This Saturday, Cambodia’s second largest road race welcomes its sixth edition as athletics enthusiasts run along the banks of the Pursat river in Pursat town.
Since its first appearance in 2007, the number of participants in the annual Pursat River Run has grown steadily, as well as the media attention.
Last year there were 1,100 registered runners, although due to heavy rains that fell moments before the start, the field being reduced to 800.
As in the past few years, the main events will be a 10km and a 5km race, a race for amputees and a race for wheelchair-bound athletes. However, for the first time in the history of the event, there will be a volleyball match between teams of players with a disability from Phnom Penh and Pursat.
The 10km run gets under way at 6:30am at Spean Thmor (Stone Bridge) in Pursat town centre.
Smart Mobile, the main sponsor for a few incarnations already, is again involved to help make this year’s run the most successful ever.
The local mobile-phone operator is donating the prize money and a T-shirt for every competitor, while the Australian Red Cross is also contributing with running costs.
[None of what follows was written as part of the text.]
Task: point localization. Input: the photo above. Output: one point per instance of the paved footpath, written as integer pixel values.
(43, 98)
The event was first brought to life by an NGO called Disability Development Services Project (DDSP). With very few road races in Cambodia, other then the annual Angkor Wat International Half Marathon in Siem Reap, the organisation wanted to create a possibility for kids and people with a disability, as well as local runners, to integrate more sport into their lives.
“Now in its sixth year, the event has in the past attracted many of Cambodia’s top runners, including Olympic star Kieng Samorn and national marathon record holder Hem Bunting.
However, the race welcomes runners of all abilities from around the Kingdom,” Pursat River Run founder Steve Harknett told the Post.
For the first time in its history, organisational duties have been left solely in the hands of locals, with Harknett unable to attend due to work commitments abroad.